AI創作論
北宮世都
創作者に向けて
まず初めに私の立場を明確にしたい。私はAI技術そのものに対して怒りを抱いているわけではない。現在AIは道具にすぎない。道具は使う者の意思によって善にも悪にもなる。私が嫌悪し、警鐘を鳴らしたいのはAIを利用して承認欲求を満たそうとする者、金を稼ごうとする者、他者に対して損害を与える者―つまり自己の利益のため、あるいは他者に危害を加えるためにAIを利用する人間の姿勢である。
AI創作における問題を語る上で、創作者をその活用度合いによって大別したい。一方には添削などにAIを活用する軽度の使用者がおり、もう一方にはゼロからプロットをAIに作らせるような全面依頼者がいる。程度の差があれど、大きく分けるとこうなるだろう。
AIを活用する軽度の使用者に対して私が問いたいのは、AIが介入した作品に対して自分の思考が宿っているか?ということである。具体的に言えば、執筆活動において添削を依頼した際、変更された箇所を見て読者に向けて「なぜその表現にしたのか」という理由を説けるだろうか?他者の思考―すなわちAI―が介入したことによる変化を確認した上で、最終的に自身の考えとして表現できるだろうか?この自己検証ができないのであれば、その文章はもはやあなたの創作物とは言えないのではないだろうか?最終的に貴方の創作物であるのかどうか、これが私にとって一番重要なAI活用者に対する問いである。
一方、AIに創作物を全面的に依頼するような作者に対して私は率直な嫌悪感を抱いている。この姿勢が孕む本質的な問題は、AIの創作物を自分のものとして発表することは果たして創作活動と呼べるのかということだ。現在、AIの創作物に対する権利どころか、AI自体の権利さえ法的に確立されていない。だがそれでも、作品の奪取は創作活動とはもはや言えず、創作者としての姿勢が根本から問われる行為である。

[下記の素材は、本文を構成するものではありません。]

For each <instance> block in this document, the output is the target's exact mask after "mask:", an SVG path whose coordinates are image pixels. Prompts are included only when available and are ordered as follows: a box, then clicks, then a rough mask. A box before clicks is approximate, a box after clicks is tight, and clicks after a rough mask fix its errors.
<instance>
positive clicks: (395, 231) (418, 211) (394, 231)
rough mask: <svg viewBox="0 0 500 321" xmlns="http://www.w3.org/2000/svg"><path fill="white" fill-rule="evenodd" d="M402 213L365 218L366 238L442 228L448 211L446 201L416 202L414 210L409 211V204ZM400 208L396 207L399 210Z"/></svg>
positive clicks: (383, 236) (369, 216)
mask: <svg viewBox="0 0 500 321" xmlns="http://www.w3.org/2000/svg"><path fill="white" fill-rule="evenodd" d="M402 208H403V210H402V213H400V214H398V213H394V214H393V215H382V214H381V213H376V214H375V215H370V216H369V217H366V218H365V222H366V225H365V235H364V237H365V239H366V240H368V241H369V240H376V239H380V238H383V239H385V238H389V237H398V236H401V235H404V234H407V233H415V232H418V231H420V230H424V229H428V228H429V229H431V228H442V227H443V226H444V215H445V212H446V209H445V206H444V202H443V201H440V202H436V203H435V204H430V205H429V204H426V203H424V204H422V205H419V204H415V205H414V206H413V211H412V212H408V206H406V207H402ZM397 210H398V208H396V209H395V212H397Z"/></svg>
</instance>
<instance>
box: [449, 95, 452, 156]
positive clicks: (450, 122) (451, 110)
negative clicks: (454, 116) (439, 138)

フィリップ・K・ディックの作品である「アンドロイドは電気羊の夢を見るか?」という作品においてアンドロイドの歌唱に主人公が感動するシーンが描かれており、現実でもAIが傑作と呼べる作品を作り人の心を動かす日が来る、あるいはもう来ているのかもしれない。そしてそれを鑑賞した際に抱く感情は間違いなく本物であろう。ただその作品を我が物顔で盗作する人間は唾棄すべき存在であることは間違いない。
結局のところ、AI時代における創作者に求められるのは技術の活用能力ではなく、倫理観と誠実さである。自己の利益追求や他者への危害を目的としたAI利用に対して、私たちは創作者としての責任を問い直さなければならない。創作は創作者の能動的な思考と選択の上に成り立っているのだ。その過程を放棄した時、そこにあるのはもはや創作ではない。